Little Gem Salad with Pickled & Fresh Radish and Honey Lemon Vinaigrette

Serves 2 

For the Pickled Radish 

4-5 medium radish, thinly sliced 
¼ cup (45g) water 
½ teaspoon black peppercorns 
½ teaspoon salt 
½ teaspoon coriander seeds 
½ teaspoon (7g) honey 
½ cup (96g) vinegar 

Put radishes in a clean jar. Combine water, peppercorns, salt, coriander, and honey in a saucepan and bring to a boil while stirring until honey has dissolved. Add vinegar, wait for the mixture to simmer again, then pour over the radish. Let cool to room temperature before using, then seal with a lid and refrigerate. 

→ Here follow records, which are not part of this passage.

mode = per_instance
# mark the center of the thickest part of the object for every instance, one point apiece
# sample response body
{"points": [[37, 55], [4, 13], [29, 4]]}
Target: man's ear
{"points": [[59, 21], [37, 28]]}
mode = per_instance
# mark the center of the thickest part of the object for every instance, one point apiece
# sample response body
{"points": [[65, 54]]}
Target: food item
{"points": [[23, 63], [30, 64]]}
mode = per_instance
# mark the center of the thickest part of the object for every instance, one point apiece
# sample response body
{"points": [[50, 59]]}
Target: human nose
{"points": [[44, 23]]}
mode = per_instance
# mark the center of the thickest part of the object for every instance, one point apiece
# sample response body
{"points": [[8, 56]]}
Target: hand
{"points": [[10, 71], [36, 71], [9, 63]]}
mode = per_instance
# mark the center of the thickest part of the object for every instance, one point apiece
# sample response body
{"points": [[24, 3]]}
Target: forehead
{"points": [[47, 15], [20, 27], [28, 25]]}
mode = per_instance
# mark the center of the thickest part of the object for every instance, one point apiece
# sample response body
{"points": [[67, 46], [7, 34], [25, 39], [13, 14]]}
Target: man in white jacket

For the Honey Lemon Vinaigrette 

2 teaspoons honey 
½ teaspoon salt 
1 teaspoon lemon zest (I like to do this by shaving strips of zest with a vegetable peeler and thinly slicing them into strips) 
¼ cup lemon juice 
½ cup olive oil 

Combine honey, salt, lemon zest, and lemon juice. Whisk to incorporate the honey, then slowly whisk in the olive oil. Season to taste with salt. 

For the Salad & Assembly 

5 ounces little gem lettuces (or any other light or crunchy variety you’d like) 
2 medium radish, very thinly sliced 
¼ cup Pickled Radish (recipe above)
¼ cup dill 
3 tablespoons sunflower seeds, toasted 
Black pepper 

Combine lettuces, radishes, dill, and sunflower seeds in a large bowl, along with a big pinch of salt and a few grinds of black pepper. Drizzle some of the dressing over, and toss. Serve immediately.